Thursday, April 16, 2009

Phaeton! Now with 100% more ZOOM!

And so.. without actually explaining anything about my game I'm making an entry about the tools I am developing along with it... How totally moronic of me, but it's 2 AM and I have a crunch-filled work-day tomorrow - so, suck it up, all things will be explained in time.

Have you ever played a 2D Konami or Treasure game, like Contra Hard Corps or Gunstar Heroes and gawked in awe at those huge bosses that visibly consist of independently moving modules? I know I did, and still do whenever one of those modular monstrosities shows up in any game (except maybe for recent Castlevanias, where the modular bosses looked mighty cheep and sloppy). Phaeton is an editor I wrote to allow me to insert such creatures into my own game.
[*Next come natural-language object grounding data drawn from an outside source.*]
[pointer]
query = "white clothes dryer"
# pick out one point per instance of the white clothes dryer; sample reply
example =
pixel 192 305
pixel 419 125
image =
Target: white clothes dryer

It ended up being a rather complex animation program consisting of three stages - a module import stage, where you load a bitmap with all of your creature's body parts on it, a frame generation stage, where you arrange the imported modules into animation frames, and lastly - an animation stage, where you order the pre-created frames into animations. The editor then saves a file that describes the animation in an easy-to-parse text format, that combined with a module bitmap comprises all the ingredients needed for the creation of in-game modular beasties.

This is how Phaeton animation looks.

Tonight I have finally added a zoom in/out feature to all three stages of the editor. This addition was prompted by the fact that I am working on my netbook with a 10" screen for about 4 hours a day...

Oh, hell - since I have nobody to tell this...

I hate the idea of blogging - I really do, especially when it serves no real purpose other than attention-whoring. News-blogging - I can understand and relate to, but putting up what equates to your personal diary for all the world to see - it's douchy and pretentious... All that said - it's exactly what I'm doing now, despicable as it might be.

For a while now I have been making a game. "A while" in this case means almost a decade, and even longer if you count the 8-bit incarnations from my childhood. Now, before you say anything - it wasn't the same game all along, and the game has gone through at least 4 complete resets since its initial PC build back in 2001, but one element remains unchanged at its core - the protagonist, or more precisely the protagonist's name -Iya. Her age has changed over the years, currently hovering at about 12 years old. Her appearance went from a rather simplistic, poorly animated "chibi" figure, to what now is an almost properly proportioned and well-animated human child. Her personality and attitude also went all across the board from insipidly heroic, to sad, to bratty, to the current mix of determination and wonder, leaving any outside observer to conclude that I have absolutely no freaking idea of where the hell am I going with this. And that observer would've been right, or at least he would be up until the last reset of the project which happened three years ago - in 2006.

Now the game is finally shaping up, and though it is still far from completion, I want to keep a log of what is happening on the project - a log that can be read by anyone out there.